6. The spoiled patient
“Their orange juice is more vital than the coding of the other patients, and don’t forget it!” Angelis cracks a joke. “To treat this patient this is important nurse responsibilities for patients, clear communication is necessary to prevent over-promising and unreasonable expectations.”
You know the type: this patient expects special care, becomes agitated by long wait periods, or arrives late for their appointment. They expect a five-star experience throughout their stay and may exhibit their diva side if things aren’t up to their high standards—and some seem to be late for their appointment.
“Some patients will not put down their mobile phones,” says Becker Ear, Nose & Throat Center nurse allergist Patricia Adamson, RN. “Treating them has proved to be quite tough.”
7. The person who believes they are the nurse
You’ll also see some of these patients during your career. They may have grown up in a household with a medical practitioner. They may have spent a summer working at a veterinary clinic, or their spouse could be a nurse responsibilities for patients. In any event, people believe they know enough to make appropriate medical judgments, regardless of how much your expert view disagrees.
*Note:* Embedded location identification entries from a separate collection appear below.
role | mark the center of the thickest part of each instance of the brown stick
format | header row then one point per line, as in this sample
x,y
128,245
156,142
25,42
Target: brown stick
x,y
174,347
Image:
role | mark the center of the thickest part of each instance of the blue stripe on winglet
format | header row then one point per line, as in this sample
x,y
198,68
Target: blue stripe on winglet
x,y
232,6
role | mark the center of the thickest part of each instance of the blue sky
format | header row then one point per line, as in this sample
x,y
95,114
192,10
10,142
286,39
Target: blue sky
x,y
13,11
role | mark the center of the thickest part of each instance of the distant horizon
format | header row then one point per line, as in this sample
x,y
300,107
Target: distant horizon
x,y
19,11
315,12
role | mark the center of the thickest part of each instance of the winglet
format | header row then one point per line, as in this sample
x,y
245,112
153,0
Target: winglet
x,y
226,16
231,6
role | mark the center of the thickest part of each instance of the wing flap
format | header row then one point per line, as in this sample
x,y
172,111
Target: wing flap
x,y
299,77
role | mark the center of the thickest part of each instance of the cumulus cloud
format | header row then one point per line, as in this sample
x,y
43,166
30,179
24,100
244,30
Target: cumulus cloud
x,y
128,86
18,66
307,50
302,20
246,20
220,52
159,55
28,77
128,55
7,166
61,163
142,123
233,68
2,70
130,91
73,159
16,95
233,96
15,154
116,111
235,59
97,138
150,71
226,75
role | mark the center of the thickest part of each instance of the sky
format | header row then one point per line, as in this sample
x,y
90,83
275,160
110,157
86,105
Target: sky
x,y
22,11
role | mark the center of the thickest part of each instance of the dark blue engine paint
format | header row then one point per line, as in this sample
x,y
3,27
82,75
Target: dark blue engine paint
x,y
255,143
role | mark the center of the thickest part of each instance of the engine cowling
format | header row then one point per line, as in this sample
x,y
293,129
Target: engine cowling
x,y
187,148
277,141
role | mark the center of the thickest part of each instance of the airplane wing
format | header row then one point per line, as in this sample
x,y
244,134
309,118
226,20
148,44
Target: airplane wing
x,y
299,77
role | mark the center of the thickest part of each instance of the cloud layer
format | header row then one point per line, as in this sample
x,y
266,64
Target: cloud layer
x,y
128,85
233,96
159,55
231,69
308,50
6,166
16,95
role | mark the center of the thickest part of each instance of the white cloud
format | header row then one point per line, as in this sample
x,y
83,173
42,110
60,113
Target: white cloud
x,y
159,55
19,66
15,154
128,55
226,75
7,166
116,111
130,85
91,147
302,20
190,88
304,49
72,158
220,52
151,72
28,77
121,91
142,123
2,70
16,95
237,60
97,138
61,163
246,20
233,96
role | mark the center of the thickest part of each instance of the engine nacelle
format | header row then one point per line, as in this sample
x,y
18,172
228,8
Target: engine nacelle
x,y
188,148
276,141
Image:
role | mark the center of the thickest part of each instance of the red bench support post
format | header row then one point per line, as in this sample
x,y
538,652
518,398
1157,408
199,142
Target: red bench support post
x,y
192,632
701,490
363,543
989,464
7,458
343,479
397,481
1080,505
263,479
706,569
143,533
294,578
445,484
“Their elementary knowledge is unhelpful because they believe they know enough to be consulted,” Angelis explains. “They’ll say things like, ‘My neighbor died after taking blood pressure medication, therefore I shouldn’t.'”
8. The ‘naturally’ selected patient
The selectively natural patient, ever the curious, seems to pick homeopathic medicines on a whim, but what they lack in selectiveness, they make up for in constancy.
“These are the people who take Tylenol at the first sign of a headache but then decide to try natural remedies,” Angelis explains. “They may substitute homeopathic for immunizations, but they have no problem bleaching and dying their hair every month or dumping chemicals on their yard to keep it weed-free.”
9. The one who constantly reminds you of why you do what you do.
Even on the most difficult days, when nothing seems to go right, there will always be patients who remind you of why you answered the call to nursing and took on the rigors and rewards of the profession.
These special patients come into your life, again and again, to remind you of why you first became a nurse and nurse responsibilities for patients, whether it’s the humbling moments of your toughest patients fighting for their lives, the patients who are truly grateful for your care, or simply knowing you made someone’s time in the hospital a brighter experience.
You will face all kinds of types of nurse responsibilities for patients. While some patients will make you glad for choosing this profession, some will make you question your choices. No matter the type of patient you’re dealing with, fulfilling your nurse responsibilities for patients that will lead to a quick recovery is the key to a successful nursing career.